1. Have your power plaything operating if possible, because many
people have never seen an old tractor, engine or steam engine
operate and will be fascinated by its parts and motions and can
learn by watching.

2. Have your power plaything ‘do something.’ I have, at
shows, seen power pumping water, washing clothes, sawing lumber and
shingles, grinding corn meal, wheat threshing, producing electric,
compressed air, fans, and pop can crushers. A crowd will gather
around a power unit doing something, even if it is only turning a
machine with a best. Remember, many onlookers have never seen
anything other than a lawn mower do work, and that any other
machine is a new experience. Your ‘do something’ can be as
simple as a belt driven generator powering lights, fans, etc. water
pump pumping water from a dishpan into a fountain, model power toys
driven by a string off an engine crankshaft. Let your imagination
go wild, be creative.

We should ‘tell’ at our show.

1. Explaining your exhibit’s use, features, age will help
others learn and appreciate our ancestors’ ingenuity and
resourcefulness.

2. Use posters, sales ads, photos reprints etc. to show your
exhibit at work if it is not possible to operate your exhibit at
the show, or to further explain its history, use, etc. Before and
after pictures add to your exhibit, and show your efforts and work.
Consider a sign, handout or pamphlet for your show or exhibit.
After years of operating portable grist mills at an art and craft
fair and hearing parents explain the process to their children that
‘corn goes in here and meal comes out there,’ we developed
a one page pamphlet that simply explains the milling process that
cannot be seen while operating. Remember, you may be the only one
in the crowd who knows what is happening and why, so ‘tell
others.’

‘Listen When Someone Else Is Talking’

One of my father’s favorite lessons is, ‘You can’t
learn when you are doing the talking.’ Like kindergartners, we
should listen when someone is talking.

Many times others have valuable information about our hobby or
your particular engine or its use in their remembrance, if you
first take time to listen and then record or write down what you
hear.

One time an elderly gentleman approached me and reminisced about
cutting timber to produce wooden barrel staves. He had valuable
information that I listened to, but it went in one ear and out the
other. Later, I could not remember the specifics. What a difference
a note pad and pen would make now! Carry paper and pen, video
camera or tape recorder with you at shows. So listen and learn for
yourself, and for others as well. Who knows when you may learn
something of value, local history, farming or engine tales, paint
colors, repair tips, etc., to preserve and pass on.

‘SHARE’

In school we learn to share, because we have to. In our hobby we
should share because we want to.

1. Share your knowledge and skills with others! Remember, once
you were starting out and how hard it was to learn without
others’ help. Help young people get started in our hobby. A
friend of mine at engine shows spends more time helping tinker on
others’ troublesome engines than petting his own smooth running
stock. But he gets much satisfaction by helping others.

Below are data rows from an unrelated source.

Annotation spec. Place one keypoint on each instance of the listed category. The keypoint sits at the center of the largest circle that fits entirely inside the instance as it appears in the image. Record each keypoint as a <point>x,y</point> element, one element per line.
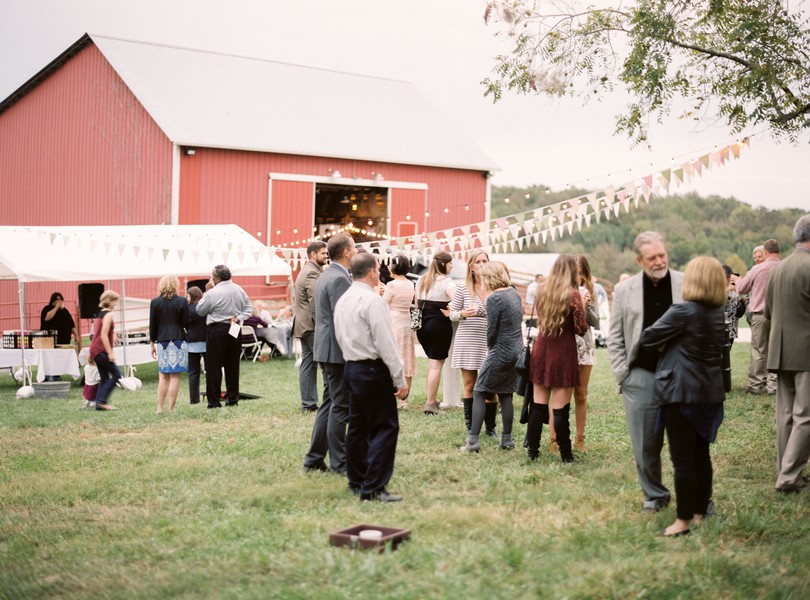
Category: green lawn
<point>214,504</point>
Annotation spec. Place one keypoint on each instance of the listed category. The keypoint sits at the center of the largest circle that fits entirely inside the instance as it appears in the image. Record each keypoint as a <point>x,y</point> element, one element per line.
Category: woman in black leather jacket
<point>689,384</point>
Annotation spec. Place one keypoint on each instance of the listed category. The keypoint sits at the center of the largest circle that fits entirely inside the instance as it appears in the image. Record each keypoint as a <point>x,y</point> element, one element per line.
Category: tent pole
<point>124,327</point>
<point>26,380</point>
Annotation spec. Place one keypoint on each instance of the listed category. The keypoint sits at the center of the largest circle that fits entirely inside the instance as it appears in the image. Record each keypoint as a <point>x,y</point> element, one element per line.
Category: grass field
<point>214,504</point>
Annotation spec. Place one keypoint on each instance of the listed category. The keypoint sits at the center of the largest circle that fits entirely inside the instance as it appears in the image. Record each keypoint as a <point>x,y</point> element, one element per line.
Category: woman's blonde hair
<point>438,266</point>
<point>470,280</point>
<point>495,275</point>
<point>586,279</point>
<point>167,286</point>
<point>705,281</point>
<point>554,295</point>
<point>107,298</point>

2. Share your information, sources, photos with others. Get
double prints of your show photos and share. Tell others where you
got your decal, parts, paint, literature etc. to help them.

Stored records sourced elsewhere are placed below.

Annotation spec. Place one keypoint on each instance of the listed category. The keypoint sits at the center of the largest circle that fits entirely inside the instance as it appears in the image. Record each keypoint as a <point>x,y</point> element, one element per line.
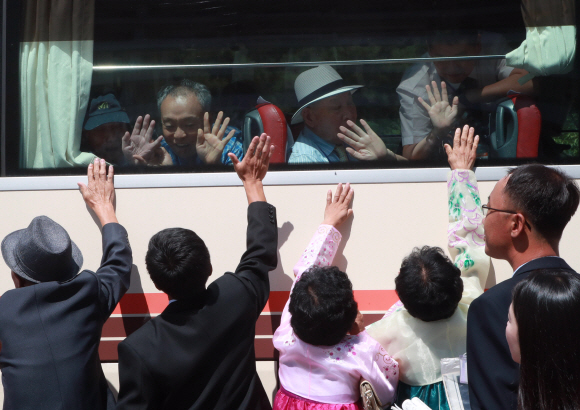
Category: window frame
<point>274,178</point>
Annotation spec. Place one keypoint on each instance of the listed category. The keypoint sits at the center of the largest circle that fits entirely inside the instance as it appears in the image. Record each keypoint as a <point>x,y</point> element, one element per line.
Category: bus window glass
<point>174,86</point>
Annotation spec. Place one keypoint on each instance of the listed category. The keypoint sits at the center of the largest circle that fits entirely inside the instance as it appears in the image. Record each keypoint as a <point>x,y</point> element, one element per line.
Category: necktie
<point>341,152</point>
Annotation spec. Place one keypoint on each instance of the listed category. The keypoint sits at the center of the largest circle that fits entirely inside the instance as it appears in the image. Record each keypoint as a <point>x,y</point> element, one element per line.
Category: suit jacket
<point>493,375</point>
<point>50,333</point>
<point>199,353</point>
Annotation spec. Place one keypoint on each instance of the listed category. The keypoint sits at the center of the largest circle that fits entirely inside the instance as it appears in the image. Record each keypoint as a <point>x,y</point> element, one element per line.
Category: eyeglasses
<point>487,208</point>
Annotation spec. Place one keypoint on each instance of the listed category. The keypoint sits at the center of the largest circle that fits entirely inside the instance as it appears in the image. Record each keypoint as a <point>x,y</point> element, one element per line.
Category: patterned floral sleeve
<point>465,232</point>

3. Share your bits, pieces and extra play toys so others can
enjoy our hobby. Is it really true that the person with the most
parts and exhibits wins? A late friend always seemed to have a
‘starter’ engine for a new engineer at a fair price and
always enjoyed helping another engine person get a start. Food for
thought!

Yes, lessons learned in our youth will serve our hobby and
ourselves well. The general public would benefit if we would act
like a kid. But always remember, PLAY SAFE! Use fences, plexiglass
guards, signs to protect others who don’t know gears pinch and
belts grab fingers, sleeves, etc. Always have a first aid kit and
fire extinguisher handy, just in case!